Restò lì davanti per i seguenti tre anni prima di capacitarsi di cosa le stesse accadendo. Vedeva se stessa riflessa ma non sorrideva, o meglio Alice non sorrideva, la sua immagine invece ghignava e si muoveva con rumori sinistri come a volerle sottolineare sempre “Guarda cosa posso fare, guarda, io ci riesco”; era uguale in tutto e per tutto a lei ma il corpo sembrava fermarsi  al bacino e i suoi occhi... i suoi occhi erano neri come l’oblio. Le prime volte lei se ne restava immobile paralizzata dalla paura per ciò che stava accadendo ma poi, con il passare degli anni quel mostro nello specchio le faceva quasi compagnia. Fino a quando non uscì. Per prime le dita, poi tutto il corpo. Alice si accorse di non essere sola troppo presto o molto tardi, resta il fatto che, ve lo posso assicurare, l’urlo che lanciò appena si voltò riecheggia ancora tra i muri della vecchia casa.
“ciaao” disse con la sua voce graffiante, sembrava che stesse facendo le fusa.
“tu…” riuscì solo ad articolare balbettando Alice.
“Già io, sono sempre stata io, sempre noi; eppure hanno scelto te”- “lei ha scelto te!” urlò, le corse incontro e la inchiodò al muro. Sentiva le sue sporche, sanguinanti braccia premerle sul collo, gli occhi grigi, i suoi occhi grigi che la fissavano strabuzzati e poi puzzava, puzzava tanto, puzzava di morte.
“Immagino che tu non sappia cos’è successo, non è vero principessa? Immagino che non ti abbiano detto di come hanno deciso di salvare te e di lasciarmi morire non è vero?” I suoi occhi iniettati di sangue e le sue parole cariche d’odio la paralizzarono; lei non sapeva, o meglio sapeva ma non ricordava, no lei non ricordava.
“Forse l’avrai capito, forse no, non sembri molto sveglia” ribatté sprezzante “noi siamo gemelle” aggiunse con un sorriso troppo tranquillo per non risultare terrificante.

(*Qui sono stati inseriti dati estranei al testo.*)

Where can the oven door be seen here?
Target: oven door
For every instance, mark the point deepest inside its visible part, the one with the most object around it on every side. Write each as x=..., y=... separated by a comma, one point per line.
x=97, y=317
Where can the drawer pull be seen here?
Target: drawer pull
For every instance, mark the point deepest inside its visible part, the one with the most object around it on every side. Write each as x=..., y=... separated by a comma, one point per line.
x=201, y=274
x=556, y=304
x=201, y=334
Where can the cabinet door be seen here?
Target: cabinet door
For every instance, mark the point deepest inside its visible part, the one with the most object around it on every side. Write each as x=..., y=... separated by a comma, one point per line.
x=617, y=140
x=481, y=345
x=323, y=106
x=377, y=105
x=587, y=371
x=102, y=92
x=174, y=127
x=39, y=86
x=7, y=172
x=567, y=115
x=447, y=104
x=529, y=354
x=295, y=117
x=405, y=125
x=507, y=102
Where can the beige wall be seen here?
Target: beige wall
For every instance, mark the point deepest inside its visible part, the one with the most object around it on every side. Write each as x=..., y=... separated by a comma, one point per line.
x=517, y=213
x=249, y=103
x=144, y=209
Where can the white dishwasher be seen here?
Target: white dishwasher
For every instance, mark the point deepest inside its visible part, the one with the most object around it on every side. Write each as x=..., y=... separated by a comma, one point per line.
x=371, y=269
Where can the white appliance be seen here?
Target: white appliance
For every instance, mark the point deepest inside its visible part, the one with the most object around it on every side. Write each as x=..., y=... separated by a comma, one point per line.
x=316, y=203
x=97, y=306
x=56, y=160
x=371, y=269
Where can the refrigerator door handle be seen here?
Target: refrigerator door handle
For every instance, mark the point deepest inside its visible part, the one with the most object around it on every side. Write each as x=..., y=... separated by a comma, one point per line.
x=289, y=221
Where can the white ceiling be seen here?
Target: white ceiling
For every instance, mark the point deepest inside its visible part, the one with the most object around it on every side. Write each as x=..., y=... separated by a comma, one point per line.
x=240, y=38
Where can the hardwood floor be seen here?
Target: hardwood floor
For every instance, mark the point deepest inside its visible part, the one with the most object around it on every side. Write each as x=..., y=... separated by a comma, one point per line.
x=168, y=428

“Sai come mi avrebbero chiamata? Mi avrebbero chiamata Scarlett; scarlatta, la rossa, rossa come il sangue se ci pensi… saremmo state noi sorelle conto il mondo, ma hanno scelto te” spinse ancora di più il braccio sulla sua gola ed estrasse un coltello continuando a ripetere canticchiando “hanno scelto te”
“E come è giusto fare, da brava sorelle, condivideremo; quello che è tuo è mio e quello che è mio è tuo, non è vero?” aggiunse, “Ti sei presa il mio corpo la mia vita… ora faremo a cambio anzi no! Condivideremo!” aggiunse con un sorriso sinistro ed un’ espressione diabolica, pacifica, terribile e tranquilla. “Eh principessa? Ti va?”
Avrebbe voluto gridare, ma le lacrime e il dolore del Suo braccio piantato in gola minacciavano di soffocarla.
Iniziò a passare il coltello sulle sue braccia, sulla sua pancia, sulle sua gola fino a farla urlare e, con un veloce gesto, le recise le gambe, proprio sotto al bacino come era successo a lei. Dire che Alice desiderasse morire era un eufemismo, non aveva mai provato un dolore così grande in vita sua, lo sentiva crescere ed attanagliarle le viscere come fosse vivo.
Infine la uccise. O meglio la guardò con quella sua faccia grigiastra, chinò appena la testa, fissò gli occhi nei suoi e, con un grido disumano, le si buttò addosso, prendendo pieno possesso del suo corpo.
Alice muore, Scarlett vive.
“Adesso” sentì nella sua mente “saremo insieme, sarò viva, noi … condivideremo” la costrinse a girarsi verso lo specchio e tutto ciò di cui riuscì a capacitarsi fu che i suoi occhi erano neri, neri come l’oblio.
 
“Paige?” domandò la signora Scott
“Si signora?”
“Apri la porta! Muoviti! È arrivato il parroco!”